Rep. Justin Amash (R-Mich.), a libertarian who has taken on GOP hawks on National Security Agency surveillance and now Syria, tweeted Thursday: “If you’re voting yes on military action in #Syria, might as well start cleaning out your office. Unprecedented level of public opposition.”

Democrats are torn between their fear of crippling a Democratic president with a “no” vote and their anxiety that they might be repeating the mistakes of recent history in the Middle East and Afghanistan.

For Republicans, the debate over striking Syria has reopened a long-standing schism between the GOP’s internationalist and non-interventionist wings at a moment when the party is struggling to reinvent itself. The vote will be a test of some of the party’s possible 2016 presidential contenders, who until now have had the luxury of standing on the sidelines and criticizing Obama on foreign policy.

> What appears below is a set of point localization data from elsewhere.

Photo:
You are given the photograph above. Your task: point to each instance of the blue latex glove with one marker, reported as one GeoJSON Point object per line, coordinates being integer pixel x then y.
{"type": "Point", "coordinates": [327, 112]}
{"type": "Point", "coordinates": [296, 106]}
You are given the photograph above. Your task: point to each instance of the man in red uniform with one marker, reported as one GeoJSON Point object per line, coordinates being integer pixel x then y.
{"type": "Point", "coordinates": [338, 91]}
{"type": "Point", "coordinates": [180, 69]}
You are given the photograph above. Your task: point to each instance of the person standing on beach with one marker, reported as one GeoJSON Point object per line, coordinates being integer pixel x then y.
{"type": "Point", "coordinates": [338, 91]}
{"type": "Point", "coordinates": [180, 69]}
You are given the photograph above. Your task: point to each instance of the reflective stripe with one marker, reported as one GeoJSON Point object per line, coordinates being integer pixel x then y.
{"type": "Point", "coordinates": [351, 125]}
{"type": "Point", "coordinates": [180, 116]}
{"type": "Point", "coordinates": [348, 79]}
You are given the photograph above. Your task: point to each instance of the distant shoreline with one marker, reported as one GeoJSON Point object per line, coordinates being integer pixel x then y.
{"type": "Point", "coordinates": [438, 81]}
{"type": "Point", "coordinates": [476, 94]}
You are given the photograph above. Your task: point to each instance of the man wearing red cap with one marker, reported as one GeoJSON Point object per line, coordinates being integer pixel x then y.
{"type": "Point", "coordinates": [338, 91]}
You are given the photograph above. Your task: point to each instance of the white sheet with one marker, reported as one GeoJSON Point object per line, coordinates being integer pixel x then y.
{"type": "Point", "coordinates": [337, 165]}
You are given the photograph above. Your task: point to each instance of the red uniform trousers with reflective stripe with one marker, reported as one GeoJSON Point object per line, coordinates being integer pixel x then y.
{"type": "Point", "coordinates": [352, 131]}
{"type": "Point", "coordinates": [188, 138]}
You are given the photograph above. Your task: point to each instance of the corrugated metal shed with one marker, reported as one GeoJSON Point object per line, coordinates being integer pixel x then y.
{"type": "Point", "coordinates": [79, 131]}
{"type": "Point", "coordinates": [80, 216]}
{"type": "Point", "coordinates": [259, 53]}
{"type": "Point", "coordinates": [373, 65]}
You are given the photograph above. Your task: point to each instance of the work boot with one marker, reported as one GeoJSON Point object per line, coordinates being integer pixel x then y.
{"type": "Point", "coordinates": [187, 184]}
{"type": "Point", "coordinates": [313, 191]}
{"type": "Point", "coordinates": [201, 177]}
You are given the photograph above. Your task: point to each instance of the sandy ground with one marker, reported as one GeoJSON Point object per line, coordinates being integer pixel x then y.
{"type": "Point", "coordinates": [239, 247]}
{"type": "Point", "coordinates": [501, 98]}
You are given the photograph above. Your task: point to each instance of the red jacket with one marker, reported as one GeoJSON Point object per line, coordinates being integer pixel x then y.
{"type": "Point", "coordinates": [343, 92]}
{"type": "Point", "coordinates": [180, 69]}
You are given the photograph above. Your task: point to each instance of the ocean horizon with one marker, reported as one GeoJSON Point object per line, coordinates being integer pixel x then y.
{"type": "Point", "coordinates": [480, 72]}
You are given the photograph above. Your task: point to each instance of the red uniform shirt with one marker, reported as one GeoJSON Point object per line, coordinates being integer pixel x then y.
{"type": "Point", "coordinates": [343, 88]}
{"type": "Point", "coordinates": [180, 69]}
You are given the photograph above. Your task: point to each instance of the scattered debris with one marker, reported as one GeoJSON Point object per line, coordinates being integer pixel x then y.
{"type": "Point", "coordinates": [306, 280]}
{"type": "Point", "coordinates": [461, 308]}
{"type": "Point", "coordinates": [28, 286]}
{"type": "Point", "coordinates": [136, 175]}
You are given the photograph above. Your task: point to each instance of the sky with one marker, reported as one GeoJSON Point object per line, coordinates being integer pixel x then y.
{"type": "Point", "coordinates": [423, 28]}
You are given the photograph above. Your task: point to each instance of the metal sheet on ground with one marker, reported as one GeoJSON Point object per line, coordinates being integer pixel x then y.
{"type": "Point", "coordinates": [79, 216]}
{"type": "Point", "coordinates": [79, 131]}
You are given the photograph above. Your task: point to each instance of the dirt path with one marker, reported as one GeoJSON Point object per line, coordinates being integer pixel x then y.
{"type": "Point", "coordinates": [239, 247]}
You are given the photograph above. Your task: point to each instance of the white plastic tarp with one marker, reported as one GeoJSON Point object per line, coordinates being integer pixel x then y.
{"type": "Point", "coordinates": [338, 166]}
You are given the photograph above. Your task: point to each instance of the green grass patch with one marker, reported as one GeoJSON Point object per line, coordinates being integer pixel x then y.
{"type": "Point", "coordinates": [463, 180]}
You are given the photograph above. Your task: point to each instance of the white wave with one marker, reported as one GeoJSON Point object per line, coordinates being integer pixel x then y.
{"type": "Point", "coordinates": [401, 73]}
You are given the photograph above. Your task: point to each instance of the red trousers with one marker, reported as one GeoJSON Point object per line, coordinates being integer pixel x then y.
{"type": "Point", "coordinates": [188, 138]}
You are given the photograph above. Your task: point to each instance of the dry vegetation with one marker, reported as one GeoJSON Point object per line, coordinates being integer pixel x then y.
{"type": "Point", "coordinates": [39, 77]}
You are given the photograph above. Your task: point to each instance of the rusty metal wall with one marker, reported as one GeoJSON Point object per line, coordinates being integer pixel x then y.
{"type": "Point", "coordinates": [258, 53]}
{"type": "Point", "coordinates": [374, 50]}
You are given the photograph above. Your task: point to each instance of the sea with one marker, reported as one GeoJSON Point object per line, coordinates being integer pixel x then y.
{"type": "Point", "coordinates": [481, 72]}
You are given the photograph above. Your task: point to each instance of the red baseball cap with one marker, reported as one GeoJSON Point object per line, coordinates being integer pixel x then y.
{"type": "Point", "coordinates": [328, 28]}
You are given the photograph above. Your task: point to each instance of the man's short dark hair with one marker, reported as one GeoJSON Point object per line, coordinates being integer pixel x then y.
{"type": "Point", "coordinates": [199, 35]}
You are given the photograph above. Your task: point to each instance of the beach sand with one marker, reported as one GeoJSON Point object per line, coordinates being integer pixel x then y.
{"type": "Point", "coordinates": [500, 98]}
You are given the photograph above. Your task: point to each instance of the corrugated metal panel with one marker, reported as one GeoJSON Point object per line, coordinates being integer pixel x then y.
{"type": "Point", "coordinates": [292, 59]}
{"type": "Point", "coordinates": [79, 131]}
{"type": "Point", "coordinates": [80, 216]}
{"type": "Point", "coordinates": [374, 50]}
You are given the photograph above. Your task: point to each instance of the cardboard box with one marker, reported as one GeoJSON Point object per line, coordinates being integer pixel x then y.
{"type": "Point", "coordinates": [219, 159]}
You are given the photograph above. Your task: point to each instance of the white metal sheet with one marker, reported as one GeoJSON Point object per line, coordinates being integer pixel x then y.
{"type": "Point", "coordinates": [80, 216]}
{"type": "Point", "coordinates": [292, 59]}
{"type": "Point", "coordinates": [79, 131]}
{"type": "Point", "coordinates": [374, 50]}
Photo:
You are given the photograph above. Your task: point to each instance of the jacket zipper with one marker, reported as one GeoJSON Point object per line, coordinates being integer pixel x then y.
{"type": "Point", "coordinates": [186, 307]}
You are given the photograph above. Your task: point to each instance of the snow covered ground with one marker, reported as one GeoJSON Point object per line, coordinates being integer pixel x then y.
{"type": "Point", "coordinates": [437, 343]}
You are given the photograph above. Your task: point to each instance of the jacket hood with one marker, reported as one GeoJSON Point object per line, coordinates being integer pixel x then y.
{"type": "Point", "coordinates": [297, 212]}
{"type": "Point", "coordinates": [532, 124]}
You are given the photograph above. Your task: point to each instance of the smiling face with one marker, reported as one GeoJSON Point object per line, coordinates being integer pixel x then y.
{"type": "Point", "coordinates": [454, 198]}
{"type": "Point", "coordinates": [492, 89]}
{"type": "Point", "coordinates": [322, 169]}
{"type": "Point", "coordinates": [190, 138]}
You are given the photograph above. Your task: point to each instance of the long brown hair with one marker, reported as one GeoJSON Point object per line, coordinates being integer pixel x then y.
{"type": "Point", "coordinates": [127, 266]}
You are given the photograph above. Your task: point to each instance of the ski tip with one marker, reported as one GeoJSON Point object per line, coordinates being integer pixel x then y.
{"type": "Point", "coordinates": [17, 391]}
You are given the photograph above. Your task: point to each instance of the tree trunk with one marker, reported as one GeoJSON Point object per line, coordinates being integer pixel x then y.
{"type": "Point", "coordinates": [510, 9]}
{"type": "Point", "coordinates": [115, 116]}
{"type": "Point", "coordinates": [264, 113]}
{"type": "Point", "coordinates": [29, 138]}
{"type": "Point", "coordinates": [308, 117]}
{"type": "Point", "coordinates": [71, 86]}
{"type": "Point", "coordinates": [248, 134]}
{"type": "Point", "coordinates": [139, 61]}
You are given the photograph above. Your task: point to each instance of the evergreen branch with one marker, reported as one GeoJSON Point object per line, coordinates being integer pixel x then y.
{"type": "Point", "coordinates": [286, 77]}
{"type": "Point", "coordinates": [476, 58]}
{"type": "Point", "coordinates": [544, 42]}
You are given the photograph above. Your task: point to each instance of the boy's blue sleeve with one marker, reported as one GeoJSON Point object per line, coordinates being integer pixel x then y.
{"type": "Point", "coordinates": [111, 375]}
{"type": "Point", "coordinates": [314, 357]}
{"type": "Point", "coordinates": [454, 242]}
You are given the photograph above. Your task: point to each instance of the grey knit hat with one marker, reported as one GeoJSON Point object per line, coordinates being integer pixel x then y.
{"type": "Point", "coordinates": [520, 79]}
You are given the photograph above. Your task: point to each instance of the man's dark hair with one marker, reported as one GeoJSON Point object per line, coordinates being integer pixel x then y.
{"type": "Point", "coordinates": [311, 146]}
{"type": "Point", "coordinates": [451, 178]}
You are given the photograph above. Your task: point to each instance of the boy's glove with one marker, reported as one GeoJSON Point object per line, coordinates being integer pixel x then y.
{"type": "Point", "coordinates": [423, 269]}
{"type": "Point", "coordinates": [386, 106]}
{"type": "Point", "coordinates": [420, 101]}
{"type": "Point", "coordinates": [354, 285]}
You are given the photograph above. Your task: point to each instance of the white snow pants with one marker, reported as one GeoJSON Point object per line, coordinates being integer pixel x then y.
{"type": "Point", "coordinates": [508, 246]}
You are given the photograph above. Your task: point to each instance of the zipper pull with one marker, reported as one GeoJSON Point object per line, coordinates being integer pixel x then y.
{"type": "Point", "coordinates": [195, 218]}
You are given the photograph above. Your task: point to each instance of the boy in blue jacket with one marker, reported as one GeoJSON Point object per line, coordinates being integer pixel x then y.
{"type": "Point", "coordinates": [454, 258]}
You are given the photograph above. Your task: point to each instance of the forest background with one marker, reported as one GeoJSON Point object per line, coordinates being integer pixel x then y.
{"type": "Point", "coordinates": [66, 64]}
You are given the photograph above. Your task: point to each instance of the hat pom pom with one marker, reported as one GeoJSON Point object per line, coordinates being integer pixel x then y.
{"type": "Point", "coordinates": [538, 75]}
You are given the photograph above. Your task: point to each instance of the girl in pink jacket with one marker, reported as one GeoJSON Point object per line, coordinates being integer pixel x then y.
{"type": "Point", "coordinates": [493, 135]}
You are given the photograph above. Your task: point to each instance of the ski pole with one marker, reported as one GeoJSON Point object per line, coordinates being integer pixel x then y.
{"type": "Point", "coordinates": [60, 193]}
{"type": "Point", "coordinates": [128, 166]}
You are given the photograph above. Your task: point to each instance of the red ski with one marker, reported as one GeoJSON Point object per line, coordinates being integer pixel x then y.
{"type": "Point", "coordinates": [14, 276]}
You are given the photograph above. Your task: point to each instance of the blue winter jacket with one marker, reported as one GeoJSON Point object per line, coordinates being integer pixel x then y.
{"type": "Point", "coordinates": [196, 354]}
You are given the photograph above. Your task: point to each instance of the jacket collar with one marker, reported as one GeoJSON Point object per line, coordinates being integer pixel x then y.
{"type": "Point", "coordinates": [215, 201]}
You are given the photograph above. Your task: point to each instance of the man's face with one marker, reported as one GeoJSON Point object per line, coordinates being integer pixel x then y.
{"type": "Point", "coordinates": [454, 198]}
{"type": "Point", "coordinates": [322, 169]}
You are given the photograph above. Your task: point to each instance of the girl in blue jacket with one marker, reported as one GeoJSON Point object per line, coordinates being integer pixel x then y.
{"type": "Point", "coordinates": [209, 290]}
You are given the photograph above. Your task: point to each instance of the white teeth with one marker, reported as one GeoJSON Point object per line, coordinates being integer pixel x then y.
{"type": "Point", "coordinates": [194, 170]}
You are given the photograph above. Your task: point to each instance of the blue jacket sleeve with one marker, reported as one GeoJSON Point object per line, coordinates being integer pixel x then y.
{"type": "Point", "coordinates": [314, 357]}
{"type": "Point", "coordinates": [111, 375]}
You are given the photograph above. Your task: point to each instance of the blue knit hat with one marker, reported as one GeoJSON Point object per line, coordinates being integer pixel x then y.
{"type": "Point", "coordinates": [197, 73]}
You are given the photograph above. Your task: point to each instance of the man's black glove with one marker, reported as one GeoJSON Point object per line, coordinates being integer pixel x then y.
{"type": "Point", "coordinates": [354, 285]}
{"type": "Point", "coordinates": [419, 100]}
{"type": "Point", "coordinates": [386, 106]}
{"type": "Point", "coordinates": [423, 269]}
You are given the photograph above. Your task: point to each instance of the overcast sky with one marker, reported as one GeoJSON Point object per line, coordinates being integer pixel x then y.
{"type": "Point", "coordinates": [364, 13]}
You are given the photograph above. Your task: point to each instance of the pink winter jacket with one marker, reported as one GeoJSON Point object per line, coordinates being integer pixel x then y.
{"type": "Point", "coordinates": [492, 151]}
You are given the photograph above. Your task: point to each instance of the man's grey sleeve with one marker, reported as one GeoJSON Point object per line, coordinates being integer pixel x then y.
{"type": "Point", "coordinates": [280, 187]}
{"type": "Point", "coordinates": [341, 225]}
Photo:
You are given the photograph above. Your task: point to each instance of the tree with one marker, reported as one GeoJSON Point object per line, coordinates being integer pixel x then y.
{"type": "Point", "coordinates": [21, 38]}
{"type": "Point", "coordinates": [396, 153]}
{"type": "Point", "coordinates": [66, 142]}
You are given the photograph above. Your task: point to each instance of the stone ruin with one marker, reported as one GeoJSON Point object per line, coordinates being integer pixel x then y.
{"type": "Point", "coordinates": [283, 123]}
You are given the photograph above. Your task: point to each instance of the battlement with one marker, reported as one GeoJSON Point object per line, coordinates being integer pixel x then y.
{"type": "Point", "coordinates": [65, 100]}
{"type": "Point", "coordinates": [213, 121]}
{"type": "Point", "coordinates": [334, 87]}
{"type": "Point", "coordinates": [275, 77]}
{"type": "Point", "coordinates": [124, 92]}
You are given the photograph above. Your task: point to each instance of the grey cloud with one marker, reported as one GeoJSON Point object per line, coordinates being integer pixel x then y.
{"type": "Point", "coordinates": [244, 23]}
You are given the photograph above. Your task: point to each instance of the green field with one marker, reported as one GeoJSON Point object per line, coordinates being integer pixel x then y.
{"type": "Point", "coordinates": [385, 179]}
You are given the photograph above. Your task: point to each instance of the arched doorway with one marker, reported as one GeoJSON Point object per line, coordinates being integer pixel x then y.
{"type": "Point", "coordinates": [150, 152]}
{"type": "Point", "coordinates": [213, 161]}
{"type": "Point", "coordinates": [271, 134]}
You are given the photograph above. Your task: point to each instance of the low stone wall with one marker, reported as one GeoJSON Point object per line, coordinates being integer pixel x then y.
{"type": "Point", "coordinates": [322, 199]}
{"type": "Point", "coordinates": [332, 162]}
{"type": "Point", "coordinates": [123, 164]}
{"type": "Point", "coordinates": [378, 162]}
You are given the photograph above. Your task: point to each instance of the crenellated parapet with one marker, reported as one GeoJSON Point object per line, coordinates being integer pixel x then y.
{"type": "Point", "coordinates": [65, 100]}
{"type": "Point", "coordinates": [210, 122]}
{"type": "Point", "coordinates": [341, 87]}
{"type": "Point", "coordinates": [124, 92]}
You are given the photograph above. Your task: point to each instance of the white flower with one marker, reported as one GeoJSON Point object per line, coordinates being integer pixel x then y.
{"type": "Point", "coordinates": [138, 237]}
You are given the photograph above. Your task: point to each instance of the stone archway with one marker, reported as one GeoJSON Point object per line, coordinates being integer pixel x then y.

Given the dissent within their ranks, even the most influential of those who back the operation are showing little enthusiasm for urging their colleagues to come aboard.

In the House — where prospects for approval appear dimmer than they do in the Senate — Speaker John A. Boehner (R-Ohio) and Majority Leader Eric Cantor (R-Va.) have said they favor strikes but will not pressure other members on what they consider a “conscience vote.”

On the Democratic side, “I’m not exactly leading the charge,” House Minority Leader Nancy Pelosi told Time magazine. “But I’m supporting the president.”

On all sides, uncertainty remains over what would be achieved by attacking Syria over its alleged use of chemical weapons.

Lawmakers remain unconvinced that limited strikes proposed by Obama would shift the balance in a bloody civil war that appears tipped in favor of President Bashar al-Assad’s government. Or whether that is, in fact, what is desired.

“In order to justify action now against his regime and risk further escalating the conflict, the president must clearly identify what our national security interests are,” said Rep. Ileana Ros-Lehtinen (R-Fla.), who heads a House Foreign Affairs Committee panel on the Middle East.